# Skidsteer/Hydraulics/Plow



## Tevi (Apr 3, 2004)

Has anyone mounted a truck plow (Meyers/Fisher/etc) to a skid steer and how did you hook up the hydraulics.Thanks


----------



## Bolts Indus. (Dec 22, 2003)

Blizzardplows.com


----------



## slade (Oct 19, 2004)

Yes, I hooked up a old western 7' 6" plow to my bobcat.
When I first hooked it up to the hydraulics the loader would whip the plow side to side like it was a little rag doll. I was afraid that it was going to break something. I bought a couple of hydraulic control valves put one on each hose. You can adjust the flow with the nob on top of the valve. Works great. I bought them from northern tool about $20.00 each I think.
Slade


----------



## mdb landscaping (Sep 29, 2000)

we have three fisher plows on our bobcats. like stated above you need to restrict the flow cause otherwise the plow moves way way too fast.


----------



## Tevi (Apr 3, 2004)

Thanks Thats excactly what I was looking for


----------



## rob1325 (Jan 6, 2000)

I am currently mounting a plow on my Cat 262. Was wondering if someone can show which flow regulator you have for the hydrolics?

Thanks,
Rob


----------



## slade (Oct 19, 2004)

I used two, one for each line. They are called "flow control valves" I got them from northern tool (1-800-533-5545) part number 2055-1405 that is for the 1/4" ones which are the ones that I am using.
Slade


----------



## snowplow12345 (Mar 4, 2005)

I have also put the flow restrictors on each line, and even though they are adjusted and allen screw tighted down, i noticed with repeated angling of the snow blade it gets slower over and over again until flow ( angling) actually stops. must adjust restrictors to allow for them to move again. Has anyone experienced this problem?
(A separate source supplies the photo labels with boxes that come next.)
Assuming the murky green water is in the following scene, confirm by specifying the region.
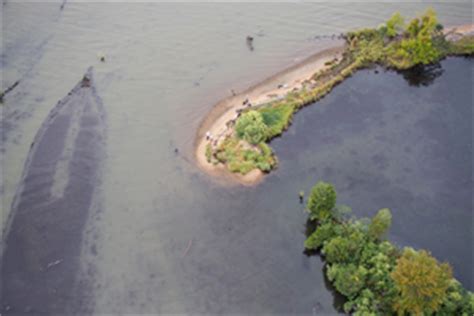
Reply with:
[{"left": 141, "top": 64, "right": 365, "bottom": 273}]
[{"left": 1, "top": 2, "right": 472, "bottom": 314}]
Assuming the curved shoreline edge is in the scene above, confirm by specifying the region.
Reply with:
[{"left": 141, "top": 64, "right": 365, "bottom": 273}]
[
  {"left": 194, "top": 24, "right": 474, "bottom": 186},
  {"left": 194, "top": 41, "right": 346, "bottom": 186}
]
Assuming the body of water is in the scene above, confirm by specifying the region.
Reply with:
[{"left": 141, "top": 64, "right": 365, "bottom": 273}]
[{"left": 1, "top": 1, "right": 472, "bottom": 314}]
Is it possible i have the restrictors put on wrong ? Does restricting the flow make for any damaging results to skidsteer hydraulics??


----------



## Mad Mulcher (Sep 19, 2006)

We had the same problem with a used skid loader plow I just bought. It angled with so much force I thought the cylinders might blow apart. The local tractor/skid loader shop sold us a restrictor fitting with a hole so small you could barely see through it and this fitting screwed in between the couplers and the hose. We did have to drill the hole out a tiny bit, but I was still surprised at how small that hole had to be to get a 3 second cycle time from one side to the other. Some might like like this method better than an adjustable fitting with moving parts that could fail.


----------



## Big Dog D (Oct 1, 2005)

The only thing you need to beware of is that you won't have any kind of a pressure relife valve. If you smack something hard you rune the risk of blowing out a piston or line because there is no give anywhere.


----------



## snowplow12345 (Mar 4, 2005)

According to the northern catalog, and Parker who manufactures the flow controlers i do have them installed correctly in the line. but if i operate the plow from left to right over and over again, the angling speed gradually slows to no movement at all. the adjustment on the flow controlers are not moving so i know this is not the problem. has anyone used these flow controlers from northern catalog as well. experiencing the same problems? if i only angle the blade occasionally it seems to be ok. it is just testing right to left over and over again. i also noticed the hydrualic lines heating up. is this part of the prob?


----------



## itsgottobegreen (Mar 31, 2004)

you need a cross over relief valve to prevent damaging everything.


----------



## snowplow12345 (Mar 4, 2005)

Will i need to install one of these in each hydraulic line. anyone using a particular one that works well, and where can i get it. thanks


----------



## toby4492 (Dec 28, 2005)

*skid steer plows*

Tevi,

Check out http://www.snoway.com and check out our skid steer plows. All straight plow models come with crossover reliefs already built into the system. wesport

Tom O'Brien
District Sales Manager
Sno-Way International Inc.


----------



## Mean4x4 (Feb 15, 2003)

*Cat Mounting...*

I mounted an old meyers plow to my Cat 252, and instead of flow control valves and crossover valves, I simply " ease " my auxillary hydraulic thumb button, and the blade moves slowly. We also plow a circular track with this so we seldom change the plowing angle.


----------